Via Haaretz, a popular niche restaurant in Jerusalem is cutting back on its waitresses’ hours in order to placate its Haredi customers. This is the kind of thing that makes my blood boil, since anyone with even a rudimentary understanding of the laws of kashrut knows that employing women as servers has absolutely nothing to do with a restaurant’s kosher status, and yet this is a growing trend that does not appear to be abating. What makes this even more galling is that a large group of this particular restaurant’s customers are Americans spending a post-high school year in Israel at various yeshivot, and this is the type of behavior that could potentially influence their thinking when they return home about whether such blatantly unnecessary gender segregation is appropriate. No doubt those who are critical of illiberal trends in Israel stemming from ultra-Orthodox influence (and I unquestionably fall squarely into this category of critics) view this type of nonsense as a bad harbinger of things to come.

On the other hand, does it actually matter in the greater scheme of things when considering the future of Israel? Alright, a bunch of Haredi owned establishments are going even more overboard than usual (my favorite most cringeworthy example is a pizza place called American Pizza with a picture of the World Trade Center on its facade because the Statue of Liberty is deemed spiritually problematic due to its association with unfettered freedom – http://www.nytimes.com/2007/11/02/world/middleeast/02orthodox.html?pagewanted=all) but the Haredi community has always done its own thing. The risks of Haredim taking over all of Israel are remote at best, and the risk of Haredi customs and restrictions seeping over into the rest of Israeli society is even lower. So while reading about increasingly extreme Haredi behavior makes me crazy, I wonder if I and people who share my mindset make too big of a deal of it than is necessary.
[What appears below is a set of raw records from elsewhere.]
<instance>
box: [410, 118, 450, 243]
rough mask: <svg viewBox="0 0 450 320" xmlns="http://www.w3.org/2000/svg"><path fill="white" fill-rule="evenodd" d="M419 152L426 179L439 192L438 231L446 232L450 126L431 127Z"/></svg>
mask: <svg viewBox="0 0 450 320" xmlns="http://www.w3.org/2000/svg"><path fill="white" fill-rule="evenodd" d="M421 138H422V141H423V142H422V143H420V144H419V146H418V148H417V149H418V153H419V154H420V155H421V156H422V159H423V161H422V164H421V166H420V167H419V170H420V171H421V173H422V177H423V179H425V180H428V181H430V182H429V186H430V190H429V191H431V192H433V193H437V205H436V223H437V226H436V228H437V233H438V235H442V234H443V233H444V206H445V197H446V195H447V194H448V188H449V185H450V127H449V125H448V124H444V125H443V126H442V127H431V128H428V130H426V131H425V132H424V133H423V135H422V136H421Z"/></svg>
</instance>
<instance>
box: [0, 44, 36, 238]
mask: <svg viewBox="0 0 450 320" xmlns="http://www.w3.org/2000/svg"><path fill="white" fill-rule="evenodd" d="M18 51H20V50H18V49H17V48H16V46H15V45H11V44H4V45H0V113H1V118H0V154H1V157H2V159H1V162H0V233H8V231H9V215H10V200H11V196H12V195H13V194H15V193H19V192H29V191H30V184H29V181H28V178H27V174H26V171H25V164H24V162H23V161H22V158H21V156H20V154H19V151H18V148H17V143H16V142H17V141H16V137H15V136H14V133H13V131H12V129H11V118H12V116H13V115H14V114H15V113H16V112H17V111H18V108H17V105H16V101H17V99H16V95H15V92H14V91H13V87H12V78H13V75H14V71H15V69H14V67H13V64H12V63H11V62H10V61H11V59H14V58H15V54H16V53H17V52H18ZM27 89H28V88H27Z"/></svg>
In a perfect world, Haredim would not behave this way toward women, but in looking at the big picture, does this actually hold any predictive value for the direction in which Israeli society at large is going when it comes to gender issues?

On a more positive note, the restaurant’s owner has resisted all entreaties to fire his Arab employee, which is a good thing and means that the pressure on gender issues is far tougher than the pressure on Palestinian issues. It also tells you something about Haredi priorities and why their inclusion in government coalitions may not need to be a fatal blow to ending settlement activity or negotiating a successful peace deal if the incentive structure can be managed deftly.